At the biochemical level, the known ErbB ligands fall into several categories (Riese et al., 1996b). One category, the ErbB-1 ligands, includes EGF, Transforming Growth Factor α (TGFα), Epiregulin, Amphiregulin, Betacellulin and the Heparin-binding EGF (HB-EGF) (Higashiyama et al., 1991; Marquardt et al., 1984; Shing et al., 1993; Shoyab et al., 1989; Toyoda et al., 1995). To different extents, these ErbB-1 binding ligands can also activate other receptors of the ErbB family, and hence may mediate distinct signaling outputs for a given cell type [reviewed in (Tzahar & Yarden, 1998)].
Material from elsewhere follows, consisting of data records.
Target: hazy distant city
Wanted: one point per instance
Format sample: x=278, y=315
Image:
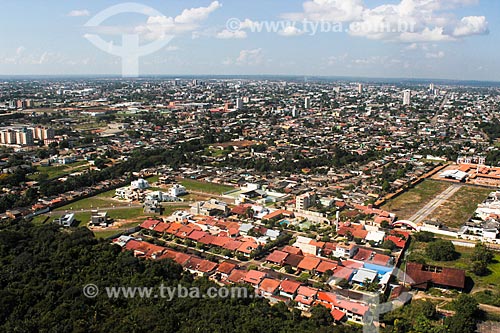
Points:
x=319, y=166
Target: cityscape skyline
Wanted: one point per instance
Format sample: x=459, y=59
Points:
x=425, y=39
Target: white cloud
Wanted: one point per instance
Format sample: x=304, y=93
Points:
x=250, y=57
x=329, y=10
x=291, y=31
x=79, y=13
x=229, y=34
x=160, y=27
x=20, y=50
x=471, y=25
x=171, y=48
x=194, y=15
x=405, y=21
x=437, y=55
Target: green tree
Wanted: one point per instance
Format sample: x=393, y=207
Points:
x=441, y=250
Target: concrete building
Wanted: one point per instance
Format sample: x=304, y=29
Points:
x=177, y=190
x=406, y=97
x=307, y=102
x=305, y=200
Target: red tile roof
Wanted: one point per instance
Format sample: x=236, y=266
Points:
x=226, y=267
x=277, y=257
x=254, y=277
x=293, y=260
x=343, y=273
x=269, y=285
x=220, y=241
x=326, y=265
x=149, y=224
x=173, y=227
x=232, y=245
x=398, y=241
x=237, y=275
x=207, y=239
x=442, y=276
x=337, y=314
x=309, y=263
x=161, y=227
x=196, y=235
x=247, y=247
x=289, y=286
x=291, y=249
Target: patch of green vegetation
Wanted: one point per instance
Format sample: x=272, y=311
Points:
x=55, y=171
x=455, y=211
x=464, y=261
x=488, y=297
x=153, y=179
x=127, y=214
x=199, y=186
x=93, y=203
x=408, y=203
x=40, y=219
x=106, y=233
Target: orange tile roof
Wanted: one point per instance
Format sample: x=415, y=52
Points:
x=269, y=285
x=309, y=263
x=289, y=286
x=254, y=277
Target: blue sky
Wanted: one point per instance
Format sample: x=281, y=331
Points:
x=449, y=39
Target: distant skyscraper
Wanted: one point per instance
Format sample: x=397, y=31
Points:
x=239, y=103
x=307, y=102
x=406, y=97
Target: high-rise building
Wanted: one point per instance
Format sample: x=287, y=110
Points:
x=24, y=137
x=43, y=133
x=406, y=97
x=305, y=200
x=239, y=104
x=307, y=102
x=8, y=136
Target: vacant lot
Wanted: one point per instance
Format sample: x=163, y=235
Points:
x=408, y=203
x=94, y=203
x=199, y=186
x=490, y=281
x=460, y=206
x=55, y=171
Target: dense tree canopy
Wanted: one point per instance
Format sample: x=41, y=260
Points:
x=441, y=250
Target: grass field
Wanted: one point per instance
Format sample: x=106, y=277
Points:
x=93, y=202
x=492, y=280
x=455, y=211
x=408, y=203
x=199, y=186
x=55, y=171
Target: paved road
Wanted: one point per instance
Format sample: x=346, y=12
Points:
x=428, y=209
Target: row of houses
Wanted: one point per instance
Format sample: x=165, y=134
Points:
x=272, y=288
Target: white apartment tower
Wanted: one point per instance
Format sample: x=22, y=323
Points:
x=307, y=102
x=406, y=97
Another category of ErbB ligands comprises the Neuregulin (NRG) family. NRG-1 [also named Neu differentiation factor (NDF), Heregulin, Glial Growth factor, and Acetylcholine Receptor Inducing Activity] was first identified by its ability to indirectly phosphorylate ErbB-2 (Holmes et al., 1992; Peles et al., 1992; Wen et al., 1992). Subsequently, NRG-1 was found to directly bind ErbB-3 and ErbB-4 and to sequester ErbB-2 by receptor dimerization (Peles et al., 1993; Plowman et al., 1993; Sliwkowski et al., 1994; Tzahar et al., 1994). Multiple isoforms of NRG-1 exist which amongst other roles, permit heterogeneous binding affinities to different ErbB complexes (Tzahar et al., 1994). The NRG family now includes also two isoforms of NRG-2 (Busfield et al., 1997; Carraway et al., 1997; Chang et al., 1997; Higashiyama et al., 1997), of which the alpha isoform is a pan-ErbB ligand (Pinkas-Kramarski et al., 1998), and NRG-3, a ligand of ErbB-4 (Zhang et al., 1997).
The multiplicity of genes encoding ErbB-1 ligands, contrasting with the small number of known genes encoding ligands for ErbB-3 or ErbB-4 (namely: NRGs), led the inventors of the present invention to believe in the existence of additional NRG genes in the genome of mammals.
A fourth Neuregulin, denoted NRG-4, which acts through the ErbB-4 receptor tyrosine kinase is reported herein. In addition to its novel structure, this growth factor displays a pattern of expression different from other EGF-like molecules.